Whenever my husband has done something annoying and I feel enervated, I always run those lists through my head. Its what my marriage balances on, like a fat elephant on a plank of wood on a ball bearing.
But a few years ago, I realized that my husband was NOT aware that there was this careful balancing act going on. He did not think, as he ignored my throat-clearing, cuticle-picking, death-staring grotesqueness, that he was simply keeping up his end of the bargain. He believed that he was bearing the brunt of marital irritation, while I sailed through life blithely un-irritated. One day, things exploded in a terrible row about me not making the bed.
I wont lie, there were tears.
Then I explained about the list. About the importance of acts of devotion. And he got it, more or less. And thats why Im always sorting out dinner; its part of the deal. Its why I try to find new things to cook, rather than just doing a roast chicken or pasta over and over again. If its going to be my area, I might as well have a big repertoire. It makes everything easier.
Which explains why I tried out this lamb shank curry. Yes, fine, its just another bloody curry, but the appealing thing about this to me was that it is tomato-based and therefore unusual and new and exciting.
Serves 2
- 1 large onion, chopped
- 2 ripe tomatoes, or a generous handful of cherry or vine tomatoes
- 1 tsp cumin powder
- 1 red chilli
- 2 cloves garlic
- 1 tbsp fresh ginger
- 1 tsp turmeric
- 1 tbsp brown sugar
- 2 lamb shanks
- small bunch fresh coriander
- Preheat the oven to 150C.
- Blend everything except the lamb shanks and half the coriander in a whizzer to make a paste then slap it over the lamb shanks and leave for as long as you can. All day, ideally, but an hour will make a difference.
- Heat a bit of groundnut oil in a big casserole and tip in the lamb and the marinade. Cook for 90 mins. Turn occasionally if you can be bothered. Garnish with a bit of fresh coriander to serve, while you ponder the secrets of marital bliss.
Lets go now. Lets fly you and I away from this gloomy now, to a different time, back six years, to when I was working on Londoners Diary, which as Im sure you know is the gossip page of the Evening Standard.
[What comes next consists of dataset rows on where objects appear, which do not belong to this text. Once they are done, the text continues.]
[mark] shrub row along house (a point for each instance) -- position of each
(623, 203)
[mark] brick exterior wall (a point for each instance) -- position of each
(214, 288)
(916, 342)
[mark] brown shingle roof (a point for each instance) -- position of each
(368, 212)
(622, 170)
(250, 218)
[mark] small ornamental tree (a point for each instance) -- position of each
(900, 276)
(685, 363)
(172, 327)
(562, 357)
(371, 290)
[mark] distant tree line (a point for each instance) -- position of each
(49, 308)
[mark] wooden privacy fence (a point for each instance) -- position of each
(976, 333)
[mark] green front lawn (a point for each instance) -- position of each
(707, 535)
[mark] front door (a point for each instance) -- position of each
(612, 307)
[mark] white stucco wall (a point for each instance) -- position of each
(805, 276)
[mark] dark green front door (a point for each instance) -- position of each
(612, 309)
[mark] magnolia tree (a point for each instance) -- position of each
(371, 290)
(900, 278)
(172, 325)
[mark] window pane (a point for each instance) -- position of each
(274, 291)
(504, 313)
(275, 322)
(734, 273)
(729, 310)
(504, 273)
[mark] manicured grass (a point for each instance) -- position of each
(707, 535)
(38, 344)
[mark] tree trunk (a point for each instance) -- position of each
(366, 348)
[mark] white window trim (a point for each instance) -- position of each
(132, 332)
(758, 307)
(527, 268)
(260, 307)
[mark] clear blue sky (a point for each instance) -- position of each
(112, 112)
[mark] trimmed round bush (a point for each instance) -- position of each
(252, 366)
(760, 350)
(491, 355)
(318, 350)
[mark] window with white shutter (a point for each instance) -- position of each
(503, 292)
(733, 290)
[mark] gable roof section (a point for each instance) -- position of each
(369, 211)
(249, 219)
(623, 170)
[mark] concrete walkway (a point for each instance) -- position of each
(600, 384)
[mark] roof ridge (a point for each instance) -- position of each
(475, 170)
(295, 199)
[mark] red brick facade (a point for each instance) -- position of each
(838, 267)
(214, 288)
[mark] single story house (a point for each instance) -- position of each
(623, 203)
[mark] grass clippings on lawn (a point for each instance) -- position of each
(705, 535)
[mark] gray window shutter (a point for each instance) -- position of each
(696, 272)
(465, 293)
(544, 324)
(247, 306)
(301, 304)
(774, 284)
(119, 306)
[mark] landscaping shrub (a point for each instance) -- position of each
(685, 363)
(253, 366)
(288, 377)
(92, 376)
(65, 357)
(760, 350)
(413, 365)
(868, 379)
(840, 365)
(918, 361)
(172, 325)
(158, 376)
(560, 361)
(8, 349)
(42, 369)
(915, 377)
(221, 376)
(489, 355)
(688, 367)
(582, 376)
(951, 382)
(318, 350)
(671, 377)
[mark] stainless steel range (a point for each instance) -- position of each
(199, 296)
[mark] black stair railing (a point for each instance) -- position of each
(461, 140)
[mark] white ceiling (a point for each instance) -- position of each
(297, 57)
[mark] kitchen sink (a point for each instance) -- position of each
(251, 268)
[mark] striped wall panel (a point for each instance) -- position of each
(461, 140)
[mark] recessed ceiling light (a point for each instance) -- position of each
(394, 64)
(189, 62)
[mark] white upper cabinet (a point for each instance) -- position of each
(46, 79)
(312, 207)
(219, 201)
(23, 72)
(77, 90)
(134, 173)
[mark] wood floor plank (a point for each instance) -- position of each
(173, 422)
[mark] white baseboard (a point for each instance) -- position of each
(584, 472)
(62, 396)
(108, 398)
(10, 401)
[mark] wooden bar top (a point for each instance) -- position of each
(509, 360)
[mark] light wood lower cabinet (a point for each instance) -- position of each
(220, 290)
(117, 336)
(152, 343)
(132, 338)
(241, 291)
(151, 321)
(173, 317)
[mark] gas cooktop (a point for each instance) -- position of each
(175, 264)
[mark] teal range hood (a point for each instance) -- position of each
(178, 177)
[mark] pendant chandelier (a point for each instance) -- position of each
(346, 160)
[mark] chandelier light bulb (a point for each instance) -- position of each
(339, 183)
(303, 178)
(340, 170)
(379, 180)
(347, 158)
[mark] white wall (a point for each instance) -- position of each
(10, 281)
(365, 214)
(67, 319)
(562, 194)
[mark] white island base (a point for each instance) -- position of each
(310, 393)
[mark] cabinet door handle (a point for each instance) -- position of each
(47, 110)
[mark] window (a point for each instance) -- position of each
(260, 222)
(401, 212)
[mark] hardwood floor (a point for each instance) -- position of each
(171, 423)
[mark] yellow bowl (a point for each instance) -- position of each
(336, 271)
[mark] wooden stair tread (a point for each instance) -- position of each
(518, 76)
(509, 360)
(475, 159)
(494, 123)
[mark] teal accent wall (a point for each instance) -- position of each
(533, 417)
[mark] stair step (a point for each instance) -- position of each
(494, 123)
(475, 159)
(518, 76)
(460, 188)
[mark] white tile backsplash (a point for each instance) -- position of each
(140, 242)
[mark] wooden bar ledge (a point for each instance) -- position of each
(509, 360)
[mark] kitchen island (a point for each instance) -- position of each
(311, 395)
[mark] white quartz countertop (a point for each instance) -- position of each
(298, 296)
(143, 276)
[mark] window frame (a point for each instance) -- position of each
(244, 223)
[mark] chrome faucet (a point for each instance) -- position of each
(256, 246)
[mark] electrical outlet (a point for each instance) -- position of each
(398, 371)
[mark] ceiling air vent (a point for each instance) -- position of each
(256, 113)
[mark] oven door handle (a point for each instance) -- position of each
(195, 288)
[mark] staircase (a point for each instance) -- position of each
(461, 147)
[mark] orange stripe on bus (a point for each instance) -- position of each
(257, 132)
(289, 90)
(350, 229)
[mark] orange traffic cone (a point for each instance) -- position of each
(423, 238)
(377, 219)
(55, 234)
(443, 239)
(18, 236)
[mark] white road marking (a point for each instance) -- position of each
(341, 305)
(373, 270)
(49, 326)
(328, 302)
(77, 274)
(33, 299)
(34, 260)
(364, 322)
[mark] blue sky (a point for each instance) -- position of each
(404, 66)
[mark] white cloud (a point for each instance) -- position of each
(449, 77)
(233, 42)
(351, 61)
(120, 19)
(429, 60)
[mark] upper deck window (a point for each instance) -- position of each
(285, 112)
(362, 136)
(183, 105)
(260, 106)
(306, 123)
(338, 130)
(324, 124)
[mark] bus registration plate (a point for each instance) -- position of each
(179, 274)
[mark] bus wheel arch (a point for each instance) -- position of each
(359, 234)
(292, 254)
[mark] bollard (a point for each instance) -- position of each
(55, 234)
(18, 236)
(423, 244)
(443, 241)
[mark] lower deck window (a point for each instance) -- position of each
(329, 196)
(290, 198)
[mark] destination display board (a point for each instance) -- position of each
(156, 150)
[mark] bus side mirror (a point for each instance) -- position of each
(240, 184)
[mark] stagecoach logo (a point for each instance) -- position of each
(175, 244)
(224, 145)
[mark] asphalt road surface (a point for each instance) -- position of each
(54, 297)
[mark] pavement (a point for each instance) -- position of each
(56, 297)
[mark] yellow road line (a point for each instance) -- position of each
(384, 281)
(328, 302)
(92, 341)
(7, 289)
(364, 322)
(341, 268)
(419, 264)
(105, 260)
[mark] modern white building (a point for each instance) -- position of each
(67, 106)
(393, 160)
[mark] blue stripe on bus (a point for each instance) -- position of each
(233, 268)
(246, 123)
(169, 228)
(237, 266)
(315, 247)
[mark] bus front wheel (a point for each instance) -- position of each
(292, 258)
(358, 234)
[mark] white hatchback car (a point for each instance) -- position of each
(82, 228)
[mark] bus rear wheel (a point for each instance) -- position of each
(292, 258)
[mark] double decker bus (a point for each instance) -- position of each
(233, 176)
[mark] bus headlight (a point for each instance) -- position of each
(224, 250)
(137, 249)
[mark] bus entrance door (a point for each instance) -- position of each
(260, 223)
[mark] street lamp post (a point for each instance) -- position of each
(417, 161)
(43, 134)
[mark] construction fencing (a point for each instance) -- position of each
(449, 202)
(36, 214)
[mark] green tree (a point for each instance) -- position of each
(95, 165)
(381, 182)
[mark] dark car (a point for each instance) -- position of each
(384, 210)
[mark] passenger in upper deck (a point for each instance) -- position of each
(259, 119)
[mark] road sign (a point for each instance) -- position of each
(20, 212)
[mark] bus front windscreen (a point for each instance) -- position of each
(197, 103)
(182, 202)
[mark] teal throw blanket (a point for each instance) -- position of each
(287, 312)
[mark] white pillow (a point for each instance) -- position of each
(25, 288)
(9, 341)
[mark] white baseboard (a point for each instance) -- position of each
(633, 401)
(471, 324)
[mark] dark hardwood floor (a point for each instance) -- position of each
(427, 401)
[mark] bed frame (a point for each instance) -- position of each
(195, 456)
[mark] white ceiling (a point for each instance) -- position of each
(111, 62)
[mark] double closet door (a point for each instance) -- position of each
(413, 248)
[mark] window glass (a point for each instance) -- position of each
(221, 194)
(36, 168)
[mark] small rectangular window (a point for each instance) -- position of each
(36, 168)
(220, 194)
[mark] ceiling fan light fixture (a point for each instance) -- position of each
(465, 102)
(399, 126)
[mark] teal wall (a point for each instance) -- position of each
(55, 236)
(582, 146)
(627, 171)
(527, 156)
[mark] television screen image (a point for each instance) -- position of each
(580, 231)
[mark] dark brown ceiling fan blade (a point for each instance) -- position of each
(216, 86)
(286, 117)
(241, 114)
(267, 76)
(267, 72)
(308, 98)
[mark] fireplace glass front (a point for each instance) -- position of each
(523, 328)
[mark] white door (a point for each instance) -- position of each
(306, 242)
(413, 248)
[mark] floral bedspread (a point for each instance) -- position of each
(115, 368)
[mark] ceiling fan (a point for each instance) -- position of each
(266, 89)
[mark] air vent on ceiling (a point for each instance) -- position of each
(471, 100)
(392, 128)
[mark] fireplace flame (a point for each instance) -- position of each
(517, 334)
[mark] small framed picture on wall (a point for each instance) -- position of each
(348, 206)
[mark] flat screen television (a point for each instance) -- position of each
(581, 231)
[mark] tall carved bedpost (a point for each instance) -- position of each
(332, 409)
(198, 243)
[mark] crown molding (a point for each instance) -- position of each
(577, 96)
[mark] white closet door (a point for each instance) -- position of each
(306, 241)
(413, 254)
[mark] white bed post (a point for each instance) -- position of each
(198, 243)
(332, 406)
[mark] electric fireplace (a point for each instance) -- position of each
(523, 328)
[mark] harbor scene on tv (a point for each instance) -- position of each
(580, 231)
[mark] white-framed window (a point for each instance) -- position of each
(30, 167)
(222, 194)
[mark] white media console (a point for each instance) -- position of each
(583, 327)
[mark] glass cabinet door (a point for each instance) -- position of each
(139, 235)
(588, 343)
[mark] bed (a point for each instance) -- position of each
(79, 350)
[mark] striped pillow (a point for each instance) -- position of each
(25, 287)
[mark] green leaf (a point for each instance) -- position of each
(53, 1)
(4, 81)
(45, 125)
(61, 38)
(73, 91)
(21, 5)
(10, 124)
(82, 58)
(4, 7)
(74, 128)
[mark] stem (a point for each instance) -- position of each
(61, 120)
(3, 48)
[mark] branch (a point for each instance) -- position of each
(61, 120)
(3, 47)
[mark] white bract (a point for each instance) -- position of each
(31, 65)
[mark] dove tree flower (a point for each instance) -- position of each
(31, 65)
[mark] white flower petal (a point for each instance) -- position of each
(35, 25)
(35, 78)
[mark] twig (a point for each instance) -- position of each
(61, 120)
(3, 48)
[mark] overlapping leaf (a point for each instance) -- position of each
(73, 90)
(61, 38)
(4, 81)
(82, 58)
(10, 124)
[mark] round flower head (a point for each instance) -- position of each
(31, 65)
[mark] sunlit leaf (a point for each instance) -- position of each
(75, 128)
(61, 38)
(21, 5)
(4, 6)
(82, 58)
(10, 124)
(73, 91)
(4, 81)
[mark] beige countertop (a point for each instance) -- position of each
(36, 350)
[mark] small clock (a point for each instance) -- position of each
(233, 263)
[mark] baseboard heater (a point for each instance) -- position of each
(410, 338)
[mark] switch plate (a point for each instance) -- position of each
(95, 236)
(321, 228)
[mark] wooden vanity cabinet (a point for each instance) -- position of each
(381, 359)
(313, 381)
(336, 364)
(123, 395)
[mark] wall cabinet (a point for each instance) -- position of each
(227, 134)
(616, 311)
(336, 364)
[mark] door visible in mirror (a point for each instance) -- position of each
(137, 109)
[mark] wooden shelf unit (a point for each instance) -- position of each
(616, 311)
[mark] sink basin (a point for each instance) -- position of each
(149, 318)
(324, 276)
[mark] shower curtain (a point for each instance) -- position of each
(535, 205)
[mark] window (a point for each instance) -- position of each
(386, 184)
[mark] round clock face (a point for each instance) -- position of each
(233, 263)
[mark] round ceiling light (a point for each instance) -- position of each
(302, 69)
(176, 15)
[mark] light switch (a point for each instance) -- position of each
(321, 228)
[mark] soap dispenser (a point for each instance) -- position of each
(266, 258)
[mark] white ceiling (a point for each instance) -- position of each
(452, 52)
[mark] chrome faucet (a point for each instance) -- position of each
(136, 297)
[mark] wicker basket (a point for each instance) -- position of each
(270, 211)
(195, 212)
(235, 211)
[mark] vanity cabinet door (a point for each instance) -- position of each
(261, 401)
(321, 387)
One day a new girl appeared in the editors office. The editor liked to have a lot of girls around and she was very mean to all of them. She thought she was in TheDevil Wears Prada or something and that being mean to your assistants is terribly glamorous, but we knew that we were actually in a scummy daily newspaper office in West London and that people who are mean to their assistants are bitches who will rot in hell.
The editors girls didnt usually last. They all had office affairs eventually, which then went sour, then they went on sick leave, then never came back. But Connie, or Beautiful Connie as she quickly became known, was different. She was smart. She couldnt have been less interested in the skinny boys on news or any of the grizzly bears on the back bench. Her boyfriends were always incredibly tall mega-Sloanes shed known since she was six, who thought journalists were dismal little people. Yet there was a steely glint in her sleepy brown eyes, a hard edge to her long blonde hair and a no-nonsense air about her flower-patterned mini dresses.
The editor had finally met her match.
Connie was my best and, sometimes, only friend at the Standard. I would often poke my head into the editors office, where she sat drinking pot after pot of fresh ginger tea that was so strong that when you drank it, it felt like your whole face was on fire. She would shriek, quietly: ESTHER!! Oh my God Ive just eaten an entire Bounty and TWO packets of Maltesers!!!
I have been thinking about Connie recently because I came across a mention of a mango salsa, which she used to make for me in the weeny galley kitchen of her top floor flat in Notting Hill. Roasting hot in summer and freezing cold in winter (I think another bad January might finish me off), Connies flat was a miracle of survival, like those plants you get in the desert, or 100,000 miles under the sea.